Kegian,

In the future, please Cc me on  your KVM/arm64 patches, as well as
all the reviewers mentioned in the MAINTAINERS file.

On 2020-03-09 08:57, Keqian Zhu wrote:
There is already support of enabling dirty log graually

gradually?

in small chunks for x86. This adds support for arm64.

Under the Huawei Kunpeng 920 2.6GHz platform, I did some
tests with a 128G linux VM and counted the time taken of

Linux

memory_global_dirty_log_start, here is the numbers:

VM Size        Before    After optimization
128G           527ms     4ms

What does this benchmark do? Can you please provide a pointer to it?

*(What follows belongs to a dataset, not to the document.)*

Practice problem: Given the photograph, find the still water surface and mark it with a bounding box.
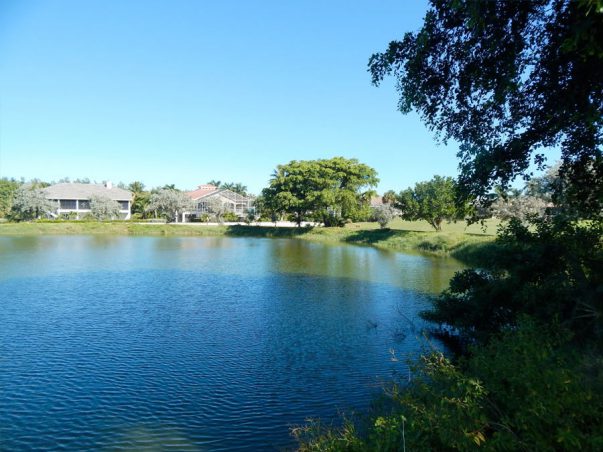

Signed-off-by: Keqian Zhu <[email protected]>
---
Cc: Jay Zhou <[email protected]>
Cc: Paolo Bonzini <[email protected]>
Cc: Peter Xu <[email protected]>
Cc: Sean Christopherson <[email protected]>
---
 Documentation/virt/kvm/api.rst    |  2 +-
 arch/arm64/include/asm/kvm_host.h |  4 ++++
 virt/kvm/arm/mmu.c                | 30 ++++++++++++++++++++++--------
 3 files changed, 27 insertions(+), 9 deletions(-)

diff --git a/Documentation/virt/kvm/api.rst b/Documentation/virt/kvm/api.rst
index 0adef66585b1..89d4f2680af1 100644
--- a/Documentation/virt/kvm/api.rst
+++ b/Documentation/virt/kvm/api.rst
@@ -5735,7 +5735,7 @@ will be initialized to 1 when created.  This
also improves performance because
dirty logging can be enabled gradually in small chunks on the first call
 to KVM_CLEAR_DIRTY_LOG.  KVM_DIRTY_LOG_INITIALLY_SET depends on
 KVM_DIRTY_LOG_MANUAL_PROTECT_ENABLE (it is also only available on
-x86 for now).
+x86 and arm64 for now).

What is this based on? I can't find this in -next, and you provide no
context whatsoever.

I assume this is related to this:
https://lore.kernel.org/kvm/[email protected]/

Is there a userspace counterpart to it?

KVM_CAP_MANUAL_DIRTY_LOG_PROTECT2 was previously available under the name KVM_CAP_MANUAL_DIRTY_LOG_PROTECT, but the implementation had bugs that make
diff --git a/arch/arm64/include/asm/kvm_host.h
b/arch/arm64/include/asm/kvm_host.h
index d87aa609d2b6..0deb2ac7d091 100644
--- a/arch/arm64/include/asm/kvm_host.h
+++ b/arch/arm64/include/asm/kvm_host.h
@@ -16,6 +16,7 @@
 #include <linux/jump_label.h>
 #include <linux/kvm_types.h>
 #include <linux/percpu.h>
+#include <linux/kvm.h>
 #include <asm/arch_gicv3.h>
 #include <asm/barrier.h>
 #include <asm/cpufeature.h>
@@ -45,6 +46,9 @@
 #define KVM_REQ_VCPU_RESET     KVM_ARCH_REQ(2)
 #define KVM_REQ_RECORD_STEAL   KVM_ARCH_REQ(3)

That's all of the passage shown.